Elation ... Johnathan Thurston and Darius Boyd.

Jumping for joy ... Johnathan Thurston and Darius Boyd. Photo: Getty Images

QUEENSLAND centre Greg Inglis last night admitted it was "pure luck" that he scored the match-winning try in the Origin series opener last night.

Inglis was awarded the controversial try that took the Maroons to a 18-10 lead and out of reach of NSW. Video referee Sean Hampstead ruled that Robbie Farah kicked the ball out of Inglis's grasp and therefore the Queensland star had scored a try by forcing the loose ball. Inglis said he was far from certain that he had scored the try, which took his career tally to 13 – breaking the previous record held by Dale Shearer.

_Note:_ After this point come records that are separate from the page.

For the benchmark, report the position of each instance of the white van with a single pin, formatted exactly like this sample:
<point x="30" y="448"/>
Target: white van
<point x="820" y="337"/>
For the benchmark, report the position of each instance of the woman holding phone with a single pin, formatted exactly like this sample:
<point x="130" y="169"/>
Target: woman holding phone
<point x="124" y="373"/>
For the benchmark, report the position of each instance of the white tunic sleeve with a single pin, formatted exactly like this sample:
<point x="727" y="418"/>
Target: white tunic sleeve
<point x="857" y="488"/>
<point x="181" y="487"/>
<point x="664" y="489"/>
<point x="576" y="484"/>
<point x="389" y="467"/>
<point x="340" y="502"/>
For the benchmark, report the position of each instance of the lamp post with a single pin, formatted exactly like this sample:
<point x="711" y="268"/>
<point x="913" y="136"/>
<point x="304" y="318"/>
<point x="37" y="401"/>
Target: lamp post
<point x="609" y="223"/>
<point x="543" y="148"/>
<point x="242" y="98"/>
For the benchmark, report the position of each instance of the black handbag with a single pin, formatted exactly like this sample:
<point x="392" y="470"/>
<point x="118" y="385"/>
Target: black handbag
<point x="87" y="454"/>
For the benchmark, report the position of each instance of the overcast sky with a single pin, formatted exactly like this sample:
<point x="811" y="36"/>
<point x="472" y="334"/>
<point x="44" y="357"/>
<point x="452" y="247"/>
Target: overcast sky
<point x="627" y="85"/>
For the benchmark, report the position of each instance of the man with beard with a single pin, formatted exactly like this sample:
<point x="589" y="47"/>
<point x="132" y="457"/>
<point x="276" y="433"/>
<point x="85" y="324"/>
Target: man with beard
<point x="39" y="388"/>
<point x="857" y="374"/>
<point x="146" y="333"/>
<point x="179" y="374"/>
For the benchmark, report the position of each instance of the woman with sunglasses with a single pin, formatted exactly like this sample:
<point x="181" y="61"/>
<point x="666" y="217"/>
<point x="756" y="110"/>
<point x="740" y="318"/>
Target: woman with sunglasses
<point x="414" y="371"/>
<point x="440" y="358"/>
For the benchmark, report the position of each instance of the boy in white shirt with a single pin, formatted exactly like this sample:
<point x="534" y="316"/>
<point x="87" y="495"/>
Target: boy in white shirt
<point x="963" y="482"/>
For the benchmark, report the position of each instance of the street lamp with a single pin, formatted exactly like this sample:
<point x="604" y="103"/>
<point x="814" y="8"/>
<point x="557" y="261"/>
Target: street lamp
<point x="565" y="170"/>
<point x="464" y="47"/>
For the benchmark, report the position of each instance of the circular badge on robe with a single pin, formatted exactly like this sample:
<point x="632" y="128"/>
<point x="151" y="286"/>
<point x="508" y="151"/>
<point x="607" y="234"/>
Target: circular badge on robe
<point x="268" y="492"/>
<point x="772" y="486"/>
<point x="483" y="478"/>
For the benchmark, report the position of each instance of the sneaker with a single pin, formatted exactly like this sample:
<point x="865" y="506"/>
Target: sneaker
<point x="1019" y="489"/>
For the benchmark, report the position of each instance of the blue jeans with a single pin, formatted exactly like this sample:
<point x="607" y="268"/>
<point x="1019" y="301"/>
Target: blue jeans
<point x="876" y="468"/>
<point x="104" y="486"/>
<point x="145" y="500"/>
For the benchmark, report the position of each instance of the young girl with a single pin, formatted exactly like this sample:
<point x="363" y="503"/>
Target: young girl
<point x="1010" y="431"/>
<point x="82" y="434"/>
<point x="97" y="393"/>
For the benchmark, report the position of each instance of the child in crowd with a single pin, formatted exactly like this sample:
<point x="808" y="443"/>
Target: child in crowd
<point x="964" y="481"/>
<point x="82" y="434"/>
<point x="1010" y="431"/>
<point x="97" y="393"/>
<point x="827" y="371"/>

"Mate it was pretty pure luck. To be honest I didn't know the ruling on it and neither did the majority of the fans or the players out there . . . but he was playing at the ball. It just goes back to luck he was doing that," Inglis said.

"I knew that I had fumbled it. I just didn't know that the foot was under it to be honest, I had my fingers crossed that it went our way but in the end it could have went either way."

Queensland also benefited from a couple of other refereeing decisions including the sin-binning of Michael Jennings, during which time the Maroons scored their first try.

Queensland No.6 Johnathan Thurston admitted: "A couple of decisions there we got the rub of the green, but that's footy".

Sam Thaiday, who confirmed he had taken a "good little punch" from Mitchell Pearce during the scuffle that led to Jennings's sin-binning, said the Maroons would gladly accept the rulings.

"The refs have called them tries so they're tries, you can't argue with that," Thaiday said. "That's why they're out there and that's why the third umpire is there to go upstairs and check if it's a try or not. We just rolled with the rulings." "NSW started both halves really, really well. They came out of the gates a million miles an hour . . . we knew we were in for a big one."